The northern bentbill is primarily found from southern Veracruz, northern Oaxaca and the Yucatán Peninsula of southern Mexico south on the Caribbean and Pacific slopes through every Central American country into western Panama. In the last country it reaches western Colón Province on the Caribbean side and western Chiriquí Province on the Pacific side. It inhabits the interior and edges of humid lowland evergreen forest, semi-deciduous and deciduous forest, secondary woodlands, and partially open scrublands in the tropical zone. In all landscapes it favors thickets and dense undergrowth. In elevation it ranges from sea level to 1500 m overall but reaches only about 1100 m in Costa Rica.
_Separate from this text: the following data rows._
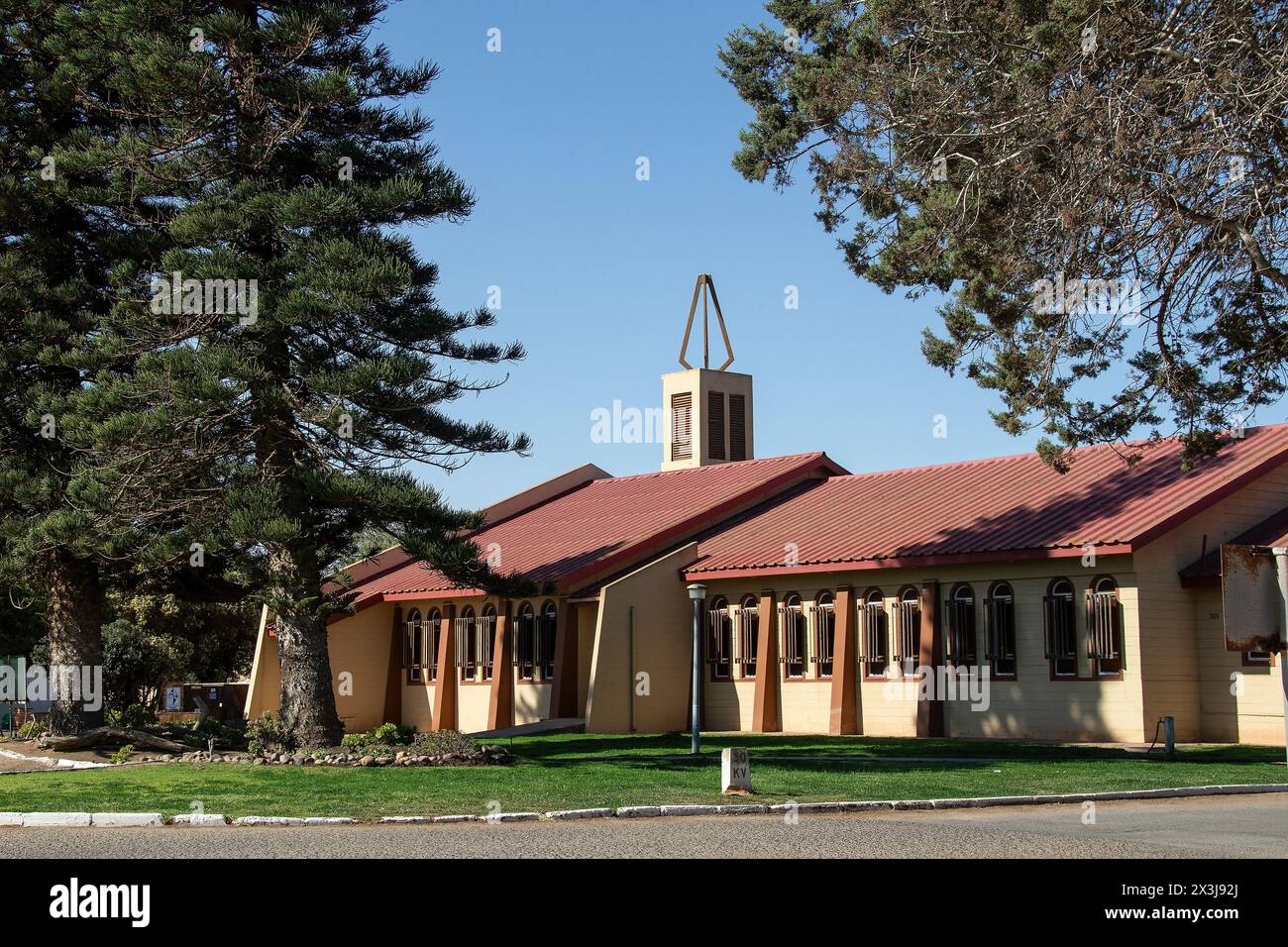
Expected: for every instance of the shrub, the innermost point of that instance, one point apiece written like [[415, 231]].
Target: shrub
[[384, 735], [123, 754], [33, 728], [439, 742], [268, 733], [133, 718]]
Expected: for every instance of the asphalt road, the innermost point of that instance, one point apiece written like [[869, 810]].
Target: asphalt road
[[1232, 826]]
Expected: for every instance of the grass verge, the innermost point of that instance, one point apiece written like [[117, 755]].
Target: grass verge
[[578, 771]]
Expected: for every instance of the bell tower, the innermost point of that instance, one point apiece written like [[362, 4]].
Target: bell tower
[[707, 410]]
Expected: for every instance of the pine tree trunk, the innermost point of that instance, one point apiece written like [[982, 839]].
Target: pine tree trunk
[[308, 698], [75, 637]]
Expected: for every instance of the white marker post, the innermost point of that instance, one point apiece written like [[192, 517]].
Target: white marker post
[[734, 772]]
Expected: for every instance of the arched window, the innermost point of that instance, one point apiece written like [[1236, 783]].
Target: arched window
[[1060, 628], [487, 638], [748, 635], [526, 642], [1104, 628], [907, 634], [876, 638], [795, 635], [548, 626], [1000, 628], [468, 643], [433, 631], [960, 625], [720, 639], [824, 633], [413, 646]]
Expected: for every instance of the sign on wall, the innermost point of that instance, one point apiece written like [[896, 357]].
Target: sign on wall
[[1250, 600]]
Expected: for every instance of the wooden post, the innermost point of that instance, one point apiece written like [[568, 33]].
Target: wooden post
[[764, 718], [930, 712], [447, 682], [563, 692], [500, 711], [394, 676], [845, 665]]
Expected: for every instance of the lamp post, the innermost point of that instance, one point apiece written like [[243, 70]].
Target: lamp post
[[698, 592]]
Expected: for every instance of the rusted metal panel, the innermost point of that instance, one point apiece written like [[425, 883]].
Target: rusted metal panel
[[1250, 600]]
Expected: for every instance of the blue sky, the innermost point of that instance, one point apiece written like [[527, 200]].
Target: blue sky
[[596, 268]]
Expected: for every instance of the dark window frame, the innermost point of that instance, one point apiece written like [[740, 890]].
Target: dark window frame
[[961, 628], [876, 641], [1001, 638], [1106, 607], [823, 635], [720, 639], [1060, 629]]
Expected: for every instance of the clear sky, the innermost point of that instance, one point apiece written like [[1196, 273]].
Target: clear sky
[[596, 268]]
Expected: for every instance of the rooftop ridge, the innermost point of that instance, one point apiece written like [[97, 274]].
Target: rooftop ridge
[[1147, 444], [726, 466]]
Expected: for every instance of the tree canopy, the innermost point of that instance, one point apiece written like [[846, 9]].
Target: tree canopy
[[1100, 188]]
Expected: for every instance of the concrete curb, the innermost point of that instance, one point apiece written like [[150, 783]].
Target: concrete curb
[[80, 819], [127, 819], [570, 814], [268, 821], [202, 819], [34, 819]]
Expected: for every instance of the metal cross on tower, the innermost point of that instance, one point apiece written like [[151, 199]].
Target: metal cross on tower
[[704, 286]]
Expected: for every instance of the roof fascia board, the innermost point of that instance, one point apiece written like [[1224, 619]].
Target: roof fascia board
[[906, 562]]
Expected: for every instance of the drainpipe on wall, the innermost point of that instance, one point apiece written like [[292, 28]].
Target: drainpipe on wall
[[630, 669], [1280, 554], [698, 592]]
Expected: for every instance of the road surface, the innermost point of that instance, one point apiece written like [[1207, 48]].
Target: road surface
[[1224, 826]]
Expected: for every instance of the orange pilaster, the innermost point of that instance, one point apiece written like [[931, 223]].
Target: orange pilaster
[[845, 665], [446, 684], [765, 706], [500, 711]]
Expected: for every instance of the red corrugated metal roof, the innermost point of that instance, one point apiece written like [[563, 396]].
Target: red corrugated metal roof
[[612, 522], [1003, 504]]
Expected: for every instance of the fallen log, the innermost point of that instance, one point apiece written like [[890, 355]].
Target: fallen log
[[110, 736]]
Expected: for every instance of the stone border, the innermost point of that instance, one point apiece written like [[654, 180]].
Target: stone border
[[33, 819], [52, 762]]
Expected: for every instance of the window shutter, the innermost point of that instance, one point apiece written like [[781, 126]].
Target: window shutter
[[682, 427], [715, 425], [737, 427]]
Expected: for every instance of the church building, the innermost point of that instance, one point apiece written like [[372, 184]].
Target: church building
[[984, 598]]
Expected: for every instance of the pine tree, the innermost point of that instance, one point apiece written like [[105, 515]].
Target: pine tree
[[52, 274], [271, 149]]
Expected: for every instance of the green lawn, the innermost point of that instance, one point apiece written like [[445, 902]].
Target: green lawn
[[575, 771]]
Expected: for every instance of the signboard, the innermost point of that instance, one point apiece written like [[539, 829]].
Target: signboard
[[734, 772], [1250, 600]]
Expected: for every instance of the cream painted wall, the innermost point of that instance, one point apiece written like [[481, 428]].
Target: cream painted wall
[[360, 646], [417, 705], [1176, 642], [472, 706], [728, 703], [531, 701], [1239, 705], [662, 637]]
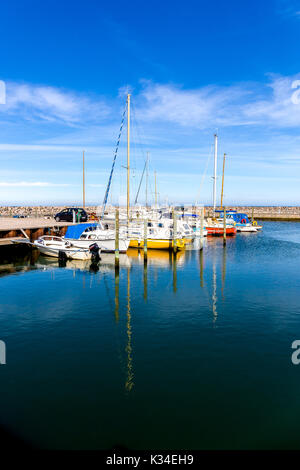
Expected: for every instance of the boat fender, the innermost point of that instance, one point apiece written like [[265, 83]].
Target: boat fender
[[94, 249], [62, 255]]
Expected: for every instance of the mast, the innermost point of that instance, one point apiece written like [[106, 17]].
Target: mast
[[215, 172], [83, 182], [223, 179], [155, 189], [147, 179], [128, 155]]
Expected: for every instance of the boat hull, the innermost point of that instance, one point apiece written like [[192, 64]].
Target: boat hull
[[246, 228], [157, 244], [107, 246], [219, 231], [70, 254]]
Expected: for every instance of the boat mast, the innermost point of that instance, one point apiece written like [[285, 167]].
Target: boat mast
[[155, 189], [215, 172], [147, 179], [83, 182], [223, 179], [128, 154]]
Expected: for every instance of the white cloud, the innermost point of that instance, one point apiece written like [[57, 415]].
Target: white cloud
[[215, 106], [52, 104], [29, 184]]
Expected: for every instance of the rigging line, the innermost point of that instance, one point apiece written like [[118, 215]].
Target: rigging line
[[204, 175], [139, 138], [137, 194], [113, 164]]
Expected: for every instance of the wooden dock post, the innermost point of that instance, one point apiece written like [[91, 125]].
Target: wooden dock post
[[224, 226], [117, 295], [201, 222], [145, 240], [174, 272], [145, 280], [201, 268], [117, 254], [174, 231]]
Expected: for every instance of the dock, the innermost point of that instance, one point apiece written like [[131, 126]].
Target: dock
[[29, 229]]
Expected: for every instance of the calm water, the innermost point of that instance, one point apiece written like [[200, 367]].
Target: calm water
[[195, 355]]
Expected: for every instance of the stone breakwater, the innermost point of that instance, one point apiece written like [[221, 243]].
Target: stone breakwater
[[260, 212], [265, 212]]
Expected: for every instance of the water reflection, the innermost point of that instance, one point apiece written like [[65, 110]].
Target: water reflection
[[128, 349], [214, 287]]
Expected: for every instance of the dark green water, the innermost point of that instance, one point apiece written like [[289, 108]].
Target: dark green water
[[194, 356]]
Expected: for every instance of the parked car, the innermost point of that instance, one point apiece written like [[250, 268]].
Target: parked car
[[66, 215]]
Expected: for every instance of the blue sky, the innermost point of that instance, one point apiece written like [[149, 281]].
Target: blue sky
[[193, 68]]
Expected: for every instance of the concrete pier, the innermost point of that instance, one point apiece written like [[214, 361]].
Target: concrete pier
[[29, 228]]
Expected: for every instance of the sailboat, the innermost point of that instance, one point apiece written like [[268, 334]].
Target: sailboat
[[159, 233], [214, 226]]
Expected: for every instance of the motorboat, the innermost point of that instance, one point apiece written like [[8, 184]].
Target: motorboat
[[58, 247], [240, 220], [82, 235]]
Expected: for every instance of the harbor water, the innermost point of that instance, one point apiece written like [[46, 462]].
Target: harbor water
[[186, 353]]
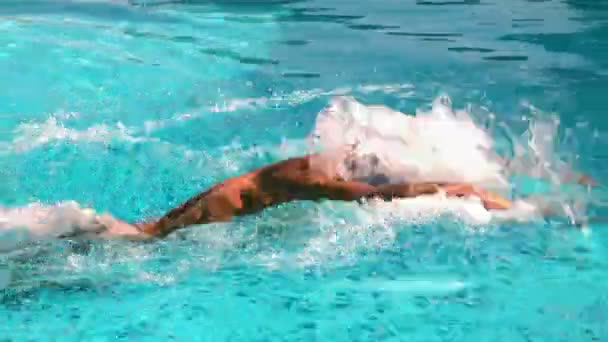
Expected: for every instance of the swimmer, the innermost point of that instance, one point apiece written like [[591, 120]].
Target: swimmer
[[285, 181]]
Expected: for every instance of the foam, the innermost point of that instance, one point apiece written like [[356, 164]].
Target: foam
[[32, 135], [436, 146], [35, 221]]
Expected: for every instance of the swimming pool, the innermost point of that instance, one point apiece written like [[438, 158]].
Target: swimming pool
[[131, 107]]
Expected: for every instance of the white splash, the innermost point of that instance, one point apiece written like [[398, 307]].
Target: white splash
[[436, 146], [35, 221]]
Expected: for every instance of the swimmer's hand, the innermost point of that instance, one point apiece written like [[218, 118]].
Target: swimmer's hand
[[489, 199]]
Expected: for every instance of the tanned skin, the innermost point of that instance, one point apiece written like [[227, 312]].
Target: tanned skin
[[291, 180]]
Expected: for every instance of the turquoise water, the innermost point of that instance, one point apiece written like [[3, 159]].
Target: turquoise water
[[133, 107]]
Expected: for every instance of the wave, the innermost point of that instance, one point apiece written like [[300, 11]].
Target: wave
[[441, 144]]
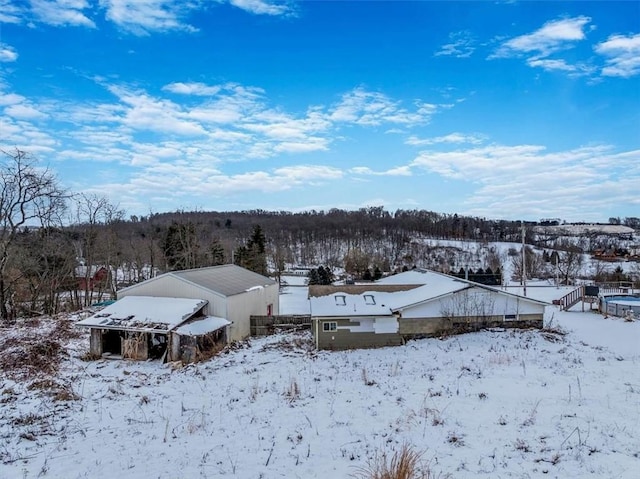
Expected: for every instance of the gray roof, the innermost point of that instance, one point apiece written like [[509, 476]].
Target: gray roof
[[227, 279]]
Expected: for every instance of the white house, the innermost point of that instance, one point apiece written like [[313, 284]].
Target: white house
[[414, 304]]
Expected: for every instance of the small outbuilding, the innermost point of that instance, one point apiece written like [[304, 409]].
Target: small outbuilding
[[415, 304]]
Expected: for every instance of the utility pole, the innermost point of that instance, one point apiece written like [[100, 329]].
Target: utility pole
[[524, 263]]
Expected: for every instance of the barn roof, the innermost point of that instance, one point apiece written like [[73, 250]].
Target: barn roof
[[145, 313], [226, 280]]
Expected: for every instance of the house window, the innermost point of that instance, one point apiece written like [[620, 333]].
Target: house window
[[330, 326]]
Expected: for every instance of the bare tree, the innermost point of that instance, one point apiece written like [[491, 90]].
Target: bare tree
[[468, 307], [95, 216], [29, 196]]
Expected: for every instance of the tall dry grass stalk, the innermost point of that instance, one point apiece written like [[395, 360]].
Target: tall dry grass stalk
[[403, 464]]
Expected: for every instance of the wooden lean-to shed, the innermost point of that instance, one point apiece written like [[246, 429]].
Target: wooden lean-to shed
[[231, 292], [182, 315]]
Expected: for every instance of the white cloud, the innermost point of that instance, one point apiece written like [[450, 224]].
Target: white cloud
[[145, 113], [7, 53], [24, 112], [261, 7], [10, 12], [462, 45], [622, 55], [192, 88], [62, 12], [551, 37], [362, 107], [141, 17], [455, 137], [397, 171]]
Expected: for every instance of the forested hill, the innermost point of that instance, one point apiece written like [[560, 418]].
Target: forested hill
[[341, 224]]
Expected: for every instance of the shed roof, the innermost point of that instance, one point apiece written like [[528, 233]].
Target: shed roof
[[145, 313], [200, 326]]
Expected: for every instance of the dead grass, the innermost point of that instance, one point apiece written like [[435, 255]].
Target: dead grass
[[406, 463], [29, 356]]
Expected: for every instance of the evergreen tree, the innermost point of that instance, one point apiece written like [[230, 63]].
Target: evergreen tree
[[216, 251], [252, 256], [377, 273], [325, 276], [180, 246], [313, 277]]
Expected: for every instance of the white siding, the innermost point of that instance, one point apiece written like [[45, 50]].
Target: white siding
[[171, 287], [499, 304], [237, 308], [252, 302]]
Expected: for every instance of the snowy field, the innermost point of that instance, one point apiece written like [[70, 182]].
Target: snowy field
[[493, 404]]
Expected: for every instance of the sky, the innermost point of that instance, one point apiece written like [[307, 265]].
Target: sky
[[505, 110]]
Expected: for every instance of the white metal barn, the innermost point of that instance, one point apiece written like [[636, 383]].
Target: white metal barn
[[231, 292]]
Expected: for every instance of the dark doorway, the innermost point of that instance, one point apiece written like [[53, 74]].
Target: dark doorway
[[157, 345], [111, 342]]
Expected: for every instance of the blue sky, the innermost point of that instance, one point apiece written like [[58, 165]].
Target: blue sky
[[515, 110]]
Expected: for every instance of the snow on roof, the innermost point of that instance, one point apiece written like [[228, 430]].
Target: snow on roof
[[371, 303], [581, 229], [414, 276], [145, 312], [200, 326], [227, 280], [374, 300]]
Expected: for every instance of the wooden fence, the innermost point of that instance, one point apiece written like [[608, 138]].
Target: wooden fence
[[266, 325]]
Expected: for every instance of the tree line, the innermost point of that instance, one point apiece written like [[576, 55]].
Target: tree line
[[53, 242]]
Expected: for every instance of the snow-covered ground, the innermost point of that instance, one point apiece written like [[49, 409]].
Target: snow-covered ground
[[493, 404]]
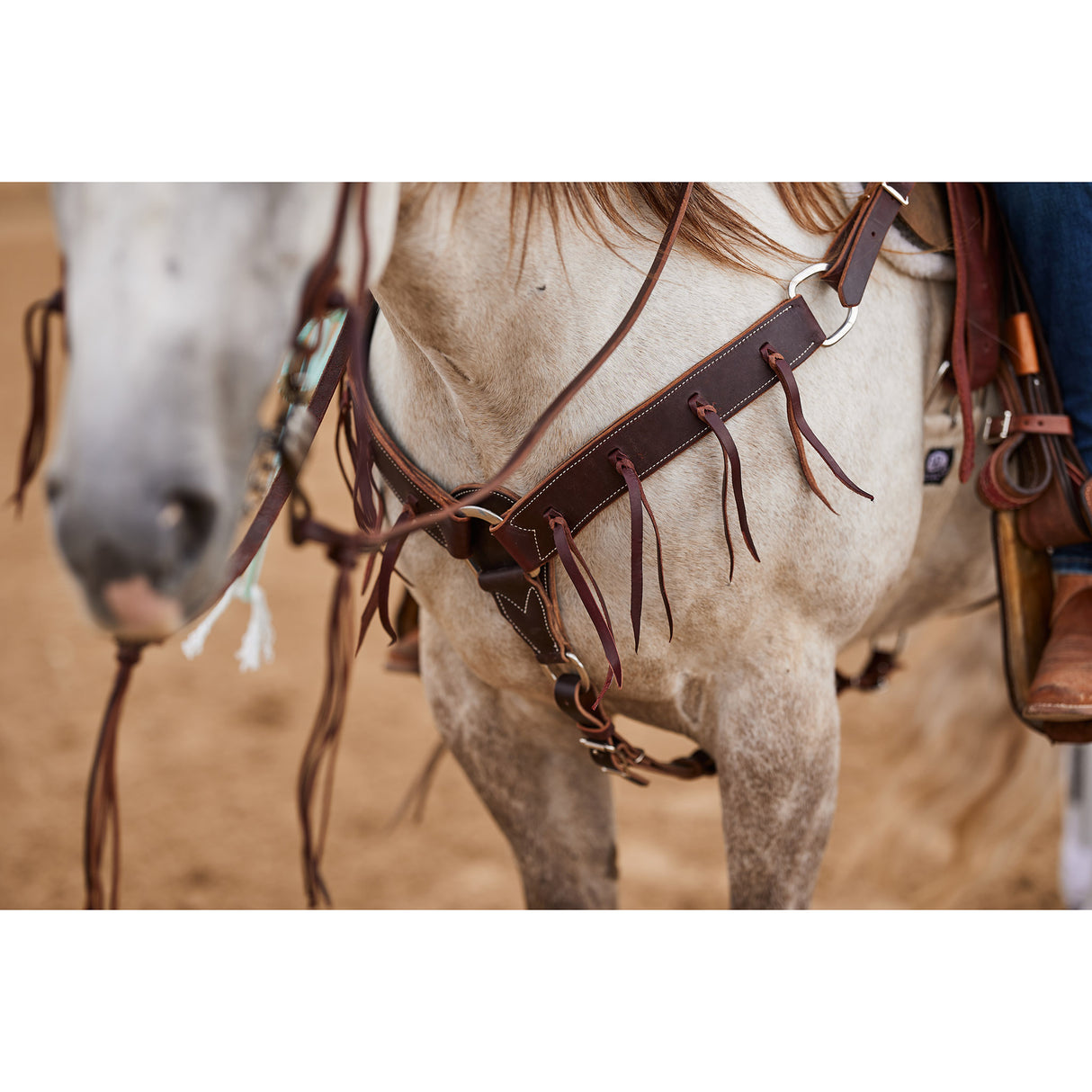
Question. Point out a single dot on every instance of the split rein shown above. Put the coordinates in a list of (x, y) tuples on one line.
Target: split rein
[(508, 555)]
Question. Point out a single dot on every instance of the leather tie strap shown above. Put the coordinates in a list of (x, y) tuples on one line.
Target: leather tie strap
[(857, 245)]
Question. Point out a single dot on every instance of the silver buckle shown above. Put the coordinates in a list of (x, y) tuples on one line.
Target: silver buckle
[(493, 519), (851, 316), (1006, 420), (896, 193), (596, 745)]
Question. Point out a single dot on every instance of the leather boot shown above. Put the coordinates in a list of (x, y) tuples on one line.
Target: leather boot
[(1061, 689)]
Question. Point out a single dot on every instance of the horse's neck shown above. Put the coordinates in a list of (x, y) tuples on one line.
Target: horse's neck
[(475, 348)]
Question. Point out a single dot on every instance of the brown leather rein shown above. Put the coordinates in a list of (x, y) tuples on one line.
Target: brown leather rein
[(511, 542)]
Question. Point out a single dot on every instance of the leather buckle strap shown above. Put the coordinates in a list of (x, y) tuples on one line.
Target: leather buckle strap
[(853, 254), (1000, 428)]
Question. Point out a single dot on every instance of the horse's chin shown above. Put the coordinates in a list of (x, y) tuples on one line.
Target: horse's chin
[(137, 612)]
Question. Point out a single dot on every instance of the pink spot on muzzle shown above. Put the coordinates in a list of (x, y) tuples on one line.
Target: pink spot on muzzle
[(139, 612)]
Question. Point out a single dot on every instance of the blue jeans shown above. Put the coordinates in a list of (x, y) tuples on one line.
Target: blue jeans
[(1051, 224)]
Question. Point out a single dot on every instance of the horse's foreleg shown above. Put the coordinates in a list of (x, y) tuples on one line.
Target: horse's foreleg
[(525, 762), (776, 750)]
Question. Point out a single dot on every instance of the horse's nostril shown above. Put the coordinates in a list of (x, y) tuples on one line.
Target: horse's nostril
[(190, 516)]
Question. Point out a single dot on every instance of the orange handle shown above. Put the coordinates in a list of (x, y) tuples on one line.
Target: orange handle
[(1021, 342)]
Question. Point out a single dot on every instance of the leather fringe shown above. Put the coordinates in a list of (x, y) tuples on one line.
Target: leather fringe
[(638, 501), (569, 554), (801, 428), (708, 414), (37, 356)]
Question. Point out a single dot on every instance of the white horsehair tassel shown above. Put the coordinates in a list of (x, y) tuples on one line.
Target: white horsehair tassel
[(258, 640), (256, 644)]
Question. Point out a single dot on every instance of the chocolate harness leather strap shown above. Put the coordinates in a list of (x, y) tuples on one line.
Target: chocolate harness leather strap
[(658, 430)]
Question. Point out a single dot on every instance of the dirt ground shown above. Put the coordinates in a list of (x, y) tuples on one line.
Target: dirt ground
[(944, 799)]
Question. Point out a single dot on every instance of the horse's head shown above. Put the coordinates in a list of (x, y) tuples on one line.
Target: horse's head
[(180, 302)]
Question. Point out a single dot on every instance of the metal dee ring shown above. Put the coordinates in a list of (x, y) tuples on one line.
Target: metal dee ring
[(575, 661), (474, 511), (851, 314)]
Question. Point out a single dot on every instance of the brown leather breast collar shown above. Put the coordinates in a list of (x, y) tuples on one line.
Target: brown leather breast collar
[(512, 542)]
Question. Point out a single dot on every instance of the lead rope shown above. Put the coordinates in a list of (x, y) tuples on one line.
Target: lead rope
[(102, 817)]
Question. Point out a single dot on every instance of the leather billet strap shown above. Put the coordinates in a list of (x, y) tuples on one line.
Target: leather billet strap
[(610, 750), (658, 430), (854, 250)]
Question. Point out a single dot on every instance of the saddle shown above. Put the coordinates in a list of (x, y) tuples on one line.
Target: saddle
[(1034, 479)]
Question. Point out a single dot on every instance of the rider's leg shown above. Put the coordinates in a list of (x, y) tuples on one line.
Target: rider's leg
[(1051, 224)]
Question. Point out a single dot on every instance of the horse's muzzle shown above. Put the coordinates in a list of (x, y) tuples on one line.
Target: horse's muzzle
[(144, 569)]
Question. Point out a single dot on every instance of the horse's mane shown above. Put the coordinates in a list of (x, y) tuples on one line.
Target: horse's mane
[(711, 228)]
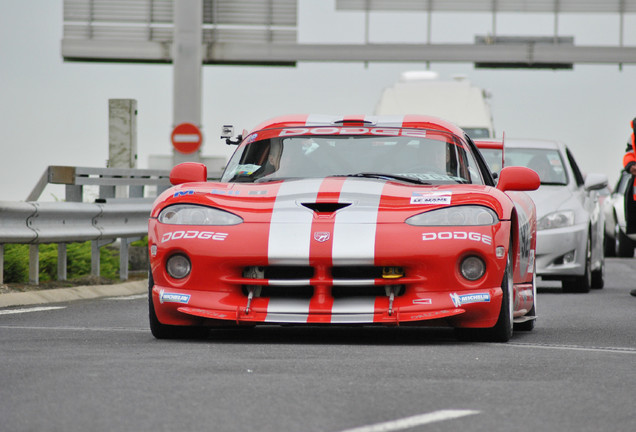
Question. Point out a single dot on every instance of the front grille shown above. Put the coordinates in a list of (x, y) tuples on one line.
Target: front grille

A single specimen from Colombia near the Panama border was long thought to be misidentified but was eventually confirmed as being a northern bentbill. It is not known if it was a vagrant or represents a disjunct population.

==Behavior==
===Movement===

The northern bentbill is a year-round resident.

===Feeding===

The northern bentbill feeds primarily on arthropods and occasionally on small berries. It typically forages singly or in pairs and is not known to join mixed-species feeding flocks. It forages in dense vegetation, usually near the ground but as high as 6 m above it. It takes prey mostly by using short upward sallies from a perch to grab it from leaves; it then typically flies to a new perch.

===Breeding===

The northern bentbill's breeding season has not been defined but appears to include April in El Salvador and Costa Rica. The female alone builds the nest, an elongated domed ball of plant fibers with a side entrance; sometimes fibers dangle from the bottom. It typically hangs from a twig or leaf from very near the ground up to about 4 m above it. The clutch is two eggs and the female alone incubates. Apparently only the female provisions nestlings as well. The incubation period and time to fledging are not known.

===Vocalization===

The northern bentbill's calls are "a rapid toad-like trill, turrrrrrrrrrr...a trilling prrrr're'e'e'eat!...a single turp!...an a turp!-purrrrrrrrr".

==Status==

The IUCN has assessed the northern bentbill as being of Least Concern. It has a large range; its estimated population of at least 500,000 mature individuals is believed to be decreasing. No immediate threats have been identified. It is considered fairly common in northern Central America, common in most of Costa Rica, and uncommon on the Pacific side of northern Costa Rica. It occurs in several protected areas and "tolerates somewhat disturbed habitat".